In today’s China, the cost for an ordinary family to raise a college student is getting higher and higher. From primary school to university, tutoring classes, school district housing, living expenses, tuition, and various social obligations and educational pressures are layered one upon another. Many families nearly exhaust their savings to support their children through university. Many young people themselves have long endured immense academic pressure, hoping to change their destiny through the College Entrance Examination (Gaokao) and university, but reality is becoming increasingly disappointing.

当中国年轻人越来越看不到未来

[Image: The Moment City Dreams Shatter (AI Generated)]

Many college students find after graduation that the so-called “education changes destiny” is gradually losing its efficacy. Many people cannot find jobs matching their majors and even have to work in low-threshold industries such as food delivery, courier services, or livestream sales. It is not that these professions are not worth respecting, but rather that many young people experience a massive sense of disparity: “After studying hard by the cold window for over a decade, why can I ultimately only do a job that could be replaced at any time?”

Even more anxiety-inducing is that the employment environment for Chinese college students is continuously deteriorating.

Nowadays, undergraduate degrees have clearly “depreciated,” and the number of graduate students is increasing rapidly. Yet even so, many people still find it difficult to obtain ideal jobs after graduating with a master’s degree. On one side, over ten million graduates continue to flood into the job market every year; on the other side, a large number of enterprises are shrinking recruitment, cutting salaries, and laying off staff.

Many positions even exhibit an obvious phenomenon of “credential inflation”: jobs that undergraduates could handle in the past now require a master’s degree; positions that junior college students could hold in the past now require a bachelor’s degree. The real problem lies in the fact that while high-level talent is increasing, high-quality positions have not increased synchronously.

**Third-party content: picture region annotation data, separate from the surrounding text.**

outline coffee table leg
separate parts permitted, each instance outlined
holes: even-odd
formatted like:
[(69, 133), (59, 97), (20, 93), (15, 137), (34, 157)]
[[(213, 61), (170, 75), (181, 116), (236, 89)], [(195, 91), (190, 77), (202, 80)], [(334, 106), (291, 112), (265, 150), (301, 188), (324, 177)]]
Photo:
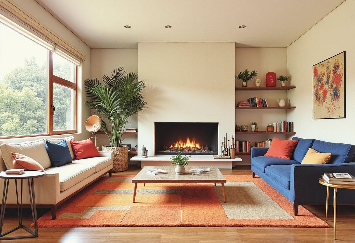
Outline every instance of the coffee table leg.
[(222, 183), (222, 192), (223, 193), (223, 199), (224, 200), (224, 203), (227, 202), (225, 199), (225, 189), (224, 188), (224, 183)]
[(133, 202), (134, 202), (135, 200), (136, 200), (136, 193), (137, 192), (137, 183), (134, 184), (134, 191), (133, 191)]
[(327, 187), (327, 200), (326, 203), (326, 221), (328, 219), (328, 202), (329, 201), (329, 187)]

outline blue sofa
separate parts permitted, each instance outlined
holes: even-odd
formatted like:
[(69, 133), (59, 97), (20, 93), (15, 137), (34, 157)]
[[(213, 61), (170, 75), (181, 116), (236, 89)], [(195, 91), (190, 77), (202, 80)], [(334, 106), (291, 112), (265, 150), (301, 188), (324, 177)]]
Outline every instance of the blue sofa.
[[(290, 201), (294, 214), (297, 215), (299, 205), (325, 204), (327, 187), (318, 182), (324, 172), (355, 176), (355, 146), (296, 137), (292, 139), (295, 139), (299, 141), (290, 160), (264, 156), (268, 148), (252, 148), (251, 166), (253, 177), (256, 174)], [(325, 164), (301, 164), (310, 147), (321, 153), (331, 152), (329, 161)], [(333, 193), (333, 190), (329, 190), (329, 196), (332, 197)], [(339, 189), (337, 195), (337, 205), (355, 204), (354, 190)]]

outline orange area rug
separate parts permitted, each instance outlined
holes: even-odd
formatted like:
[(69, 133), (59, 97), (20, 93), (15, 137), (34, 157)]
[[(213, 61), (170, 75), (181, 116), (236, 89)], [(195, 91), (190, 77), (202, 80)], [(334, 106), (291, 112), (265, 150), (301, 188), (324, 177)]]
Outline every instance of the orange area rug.
[(132, 202), (133, 176), (104, 177), (38, 220), (39, 227), (249, 226), (326, 227), (303, 207), (292, 203), (259, 178), (225, 176), (221, 185), (138, 184)]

At the same time, the Chinese workplace has long suffered from a widely criticized issue—the “35-year-old threshold.” Many companies default to the belief that employees over 35 have “high costs, are difficult to manage, and have a declining ability to work overtime.” Consequently, a large number of middle-aged workers face layoffs and employment discrimination at the very age when they most need a stable income.

This means that many young people not only find it difficult to get jobs now, but can even see their future in advance: studying desperately, working desperately, and yet still potentially being marginalized by the workplace after the age of 35.

Therefore, when more and more people begin to “lie flat” (tang ping), the issue is no longer just a personal choice, but a decline in the entire society’s confidence in the future.

What young people truly fear has never been “eating bitterness” (enduring hardship), but rather: having eaten bitterness for a lifetime, yet still being unable to obtain stability, dignity, and hope.

If a society causes young people to see no return over the long term, then education anxiety, employment anxiety, declining birth rates, and “lying flat culture” will all continue to expand. Because when “effort” can no longer change one’s destiny, people will naturally begin to wonder: what is the meaning of all this after all.